Ein Stadion für Superbauern – von Nestern und Autoreifen

Ein Stadion für die Superbauern

Selbsternannte ikonische Bauten erzählen die Geschichte davon, wie das stilisierte Abbild eines Gegenstands, einer Idee, eines Kommunikationsziels geplant, verräumlicht und als Kultbild baulich verewigt werden kann. Die Gegenthese dazu lautet: Als Instrument und Rezept im Entwurf ist ikonisches Denken nicht anderes als ein Bauen für Zielgruppen – und deshalb noch lange nicht Architektur.

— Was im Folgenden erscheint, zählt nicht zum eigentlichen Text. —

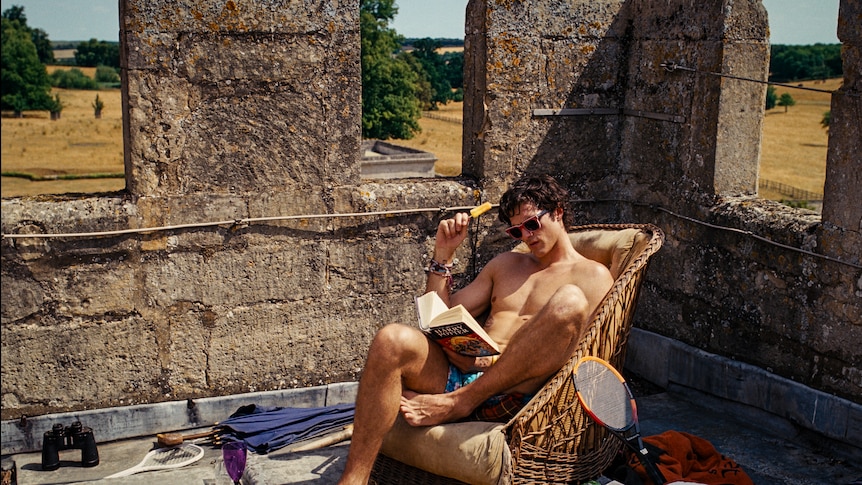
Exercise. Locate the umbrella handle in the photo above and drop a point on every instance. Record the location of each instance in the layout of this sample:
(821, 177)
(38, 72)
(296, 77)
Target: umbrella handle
(330, 439)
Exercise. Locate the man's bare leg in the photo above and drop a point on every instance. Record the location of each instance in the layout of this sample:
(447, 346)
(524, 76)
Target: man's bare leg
(536, 351)
(399, 356)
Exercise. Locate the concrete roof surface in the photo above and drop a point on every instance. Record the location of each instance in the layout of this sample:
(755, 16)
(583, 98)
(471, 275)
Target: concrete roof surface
(772, 451)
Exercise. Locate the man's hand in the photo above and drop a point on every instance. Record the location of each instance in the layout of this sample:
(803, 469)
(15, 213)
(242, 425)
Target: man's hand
(450, 234)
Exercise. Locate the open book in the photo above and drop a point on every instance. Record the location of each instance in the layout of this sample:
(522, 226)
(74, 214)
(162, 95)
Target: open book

Ein stilisiertes Abbild eines Gegenstands ist ein Ikon. Bauten, die sich als Ikon verstehen, stehen demnach zeichenhaft für einen Gegenstand, eine Idee, eine Absicht, den die Betrachtenden aufgrund von Ähnlichkeiten erkennen. So einfach scheint es: Ein Stadion erinnert an einen Autoreifen. Und im Beispiel des holländischen Clubs ‘de Graafschap’ stimmt die Erzählung für alle Beteiligten: Das Stadion für 20’000 Fussballfans erinnert auf den ersten Blick an einen Traktorreifen. Der Investor Licotec, spezialisiert auf Dachkonstruktionen, will für die dortigen Fans, die „Superboeren’ (Superbauern), ein Stadion bauen, mit dem sie sich auf den ersten Blick identifizieren: „Ich, Fan und Superbauer, bin zufrieden, mein Stadion ist ein grosser Autoreifen.“

Ein architektonisches Ikon ist keine Ikone in Gestalt von Architektur

Die Sache hat einen Hacken: Ein Ikon ist nicht gleich einer Ikone. Eine Ikone ist historisch betrachtet ein religiöses Kultbild, und ein Heiligenbild ist mehr als eine stilisierte Abbildung eines Gegenstand bzw. einer Person. Aber: Das Birds Nest von HdM in Peking wurde doch bereits vor den Spielen, noch während der Bauarbeiten, medial weltweit als Kultbild, als Ikone dargestellt? Die Annahme, HdM hätten in China eine architektonische Ikone geschaffen, ist vertretbar. Die Annahme schon. Damit ist jedoch noch lange nicht die Frage beantwortet, ob das Bauwerk den Anspruch, von den Menschen als Kultbild identifiziert zu werden, tatsächlich erfüllen wird. Eine Antwort benötigt Zeit und darin liegt das Dilemma: Der Selbstdarstellung globaler Architekturproduzenten fehlt im Zeitalter der Ad-hoc-Publizität eben genau diese Ressource: Zeit.

Bauen oder Architektur?

Gibt es also überhaupt einen Unterschied zwischen dem Nest in Peking und dem geplanten Autoreifen in Holland? Vielleicht diesen in Form einer Behauptung: Das Stadion in Peking ist ein ernst zu nehmender Beitrag an die aktuelle Architekturdiskussion, das Stadion in Holland ein banales Bauen für Zielgruppen, oder anders formuliert: Ikonisches Bauen als direkte Stilisierung eines Gegenstands hat nicht a priori die Gestaltqualität, Wirkung und damit die architektonische Bedeutung eines von Menschen wahrgenommenen und getragenen Kultbilds, das die Form und Gestalt von Architektur angenommen hat. Ikonisch ist also nicht gleich ikonisch.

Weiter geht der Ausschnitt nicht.